Windows stayed open most of the day for ventilation (fortunately it was late summer and not too hot or cold out) and Amy built a CR Cube with a box fan and four furnace filters. That supplemented an existing Aeramax DX5 , plus the heat pump running in ventilation mode all day; air handler was outfitted with a MERV 13 filter and a UVC light helping to disinfect the air stream.
Besides [remote] work, I spent most of my waking time playing Papers Please, reading “Raft”, and watching through The Orville.
By Day 5 I felt mostly normal again except for some chest congestion and a cough, though I continued to show strongly positive on rapid tests. Stayed safe and continued to isolate: I was committed to a full two week quarantine.
Finally tested negative on a RAT as of Day 10 but stayed down in the Isolation Basement till Day 14, as I was anxious about persistent phlegmy post-nasal cough.
Our mitigation measures worked: with vaccination, isolation, ventilation, and air purification, plus respirators for rare times in shared air, I recovered quickly, and the wife and kid never caught covid from me.
Post-recovery I’m avoiding too much exercise, and getting as much rest as I can for a couple months, as strenuous activity immediately after recovery is a risk factor, so 6-8 more weeks of continued rest and generous naps.
After all this I have steeled my resolve to avoid additional infections and keep my wife and kid at zero, in defiance of every covid minimizer who said “it’s just a cold now, live your life.” This wasn’t just a cold, someone “living their life” while contagious infected me, and I continue to feel effects well after recovery. It might be months or years before I know if my heart, brain, or immune system suffered long-term damage — damage I’m starting to observe in other people as society pressures them into pretending the pandemic is over.
So I will continue to [not] party like it’s 2020: masking with N95 or better respirator indoors and in crowds (though I mostly just avoid crowds), work from home when possible, improve personal air filtering at work, get updated vaccines when available, and sadly resist pressure to mingle unmasked indoors with family and friends who have abandoned caution.
Went down to Fishermans Cove and McCormack’s Beach Provincial Park in Eastern Passage, where there was a Pirate Festival going on with live music, a bouncy boat, and a treasure hunt.
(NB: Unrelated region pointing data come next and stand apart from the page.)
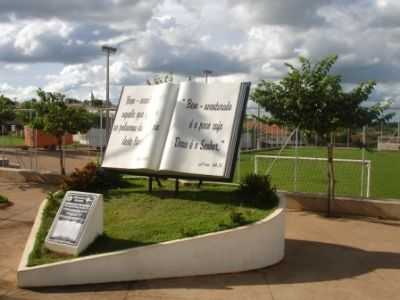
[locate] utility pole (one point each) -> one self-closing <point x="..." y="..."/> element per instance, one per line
<point x="108" y="50"/>
<point x="206" y="73"/>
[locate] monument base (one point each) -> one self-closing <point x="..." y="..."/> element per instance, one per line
<point x="253" y="246"/>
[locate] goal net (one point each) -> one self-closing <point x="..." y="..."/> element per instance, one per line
<point x="309" y="174"/>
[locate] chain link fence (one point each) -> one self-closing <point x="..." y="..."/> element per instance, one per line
<point x="366" y="160"/>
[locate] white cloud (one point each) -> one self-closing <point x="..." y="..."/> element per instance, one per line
<point x="238" y="40"/>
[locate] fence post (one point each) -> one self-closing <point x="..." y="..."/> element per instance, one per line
<point x="297" y="158"/>
<point x="101" y="136"/>
<point x="238" y="165"/>
<point x="368" y="178"/>
<point x="363" y="160"/>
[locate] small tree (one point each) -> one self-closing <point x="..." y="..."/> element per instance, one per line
<point x="311" y="98"/>
<point x="55" y="117"/>
<point x="7" y="111"/>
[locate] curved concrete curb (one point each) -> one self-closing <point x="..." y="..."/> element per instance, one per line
<point x="244" y="248"/>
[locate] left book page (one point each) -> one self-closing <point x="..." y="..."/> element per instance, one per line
<point x="140" y="127"/>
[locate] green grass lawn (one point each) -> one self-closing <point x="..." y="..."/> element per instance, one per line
<point x="133" y="217"/>
<point x="385" y="171"/>
<point x="11" y="141"/>
<point x="3" y="199"/>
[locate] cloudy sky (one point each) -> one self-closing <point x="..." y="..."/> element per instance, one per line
<point x="56" y="44"/>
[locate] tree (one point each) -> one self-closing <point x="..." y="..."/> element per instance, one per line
<point x="313" y="99"/>
<point x="158" y="79"/>
<point x="55" y="117"/>
<point x="7" y="110"/>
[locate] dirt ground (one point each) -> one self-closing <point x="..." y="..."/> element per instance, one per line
<point x="48" y="161"/>
<point x="336" y="258"/>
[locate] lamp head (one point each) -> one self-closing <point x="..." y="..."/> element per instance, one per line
<point x="108" y="49"/>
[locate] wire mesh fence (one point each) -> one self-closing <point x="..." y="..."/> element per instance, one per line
<point x="367" y="160"/>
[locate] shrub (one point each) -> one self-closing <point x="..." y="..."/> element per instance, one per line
<point x="237" y="218"/>
<point x="91" y="178"/>
<point x="258" y="188"/>
<point x="3" y="199"/>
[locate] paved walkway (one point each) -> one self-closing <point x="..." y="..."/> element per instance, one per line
<point x="325" y="259"/>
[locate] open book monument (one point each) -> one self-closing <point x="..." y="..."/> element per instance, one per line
<point x="187" y="130"/>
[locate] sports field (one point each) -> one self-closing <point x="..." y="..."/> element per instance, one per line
<point x="312" y="175"/>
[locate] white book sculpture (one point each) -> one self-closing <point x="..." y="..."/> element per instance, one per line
<point x="190" y="130"/>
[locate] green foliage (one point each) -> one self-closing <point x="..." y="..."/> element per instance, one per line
<point x="91" y="178"/>
<point x="55" y="117"/>
<point x="237" y="217"/>
<point x="258" y="188"/>
<point x="26" y="113"/>
<point x="7" y="110"/>
<point x="49" y="213"/>
<point x="312" y="98"/>
<point x="3" y="199"/>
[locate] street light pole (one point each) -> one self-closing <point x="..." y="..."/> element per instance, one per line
<point x="206" y="73"/>
<point x="108" y="50"/>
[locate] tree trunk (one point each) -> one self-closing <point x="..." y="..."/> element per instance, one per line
<point x="331" y="179"/>
<point x="60" y="149"/>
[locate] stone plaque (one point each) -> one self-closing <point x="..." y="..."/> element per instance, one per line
<point x="78" y="222"/>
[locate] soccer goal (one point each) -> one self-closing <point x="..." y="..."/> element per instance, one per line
<point x="309" y="174"/>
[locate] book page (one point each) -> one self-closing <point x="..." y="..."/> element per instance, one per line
<point x="201" y="129"/>
<point x="140" y="127"/>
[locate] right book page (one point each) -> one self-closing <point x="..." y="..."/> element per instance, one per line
<point x="204" y="131"/>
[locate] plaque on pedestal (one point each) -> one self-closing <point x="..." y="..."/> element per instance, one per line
<point x="78" y="222"/>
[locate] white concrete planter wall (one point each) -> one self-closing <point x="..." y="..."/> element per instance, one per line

I’d just recently dusted off my old Google Glass and recorded some POV video:
Ezra ended the day with a haul of several replica gold doubloons, a “real” gold nugget, and various other treasures. Avast, me hearties.
The fair was back in town (same traveling carnival we saw in 2019), so we went over at an uncrowded time to go on some rides, especially the “Orient Express” dragon mini-coaster.
That got me thinking about roller coasters in Nova Scotia — or the lack of them, as there currently none active as of 2022. There was the Tree Topper in Upper Clements Park, now closed. Atlantic Playland (now Atlantic Splash Adventure) used to have Rockin’ Roller Coaster, retired in 2016. They’ve imported Runaway Mine Train from Gillian’s Wonderland in Ocean City NJ but construction on that has been delayed.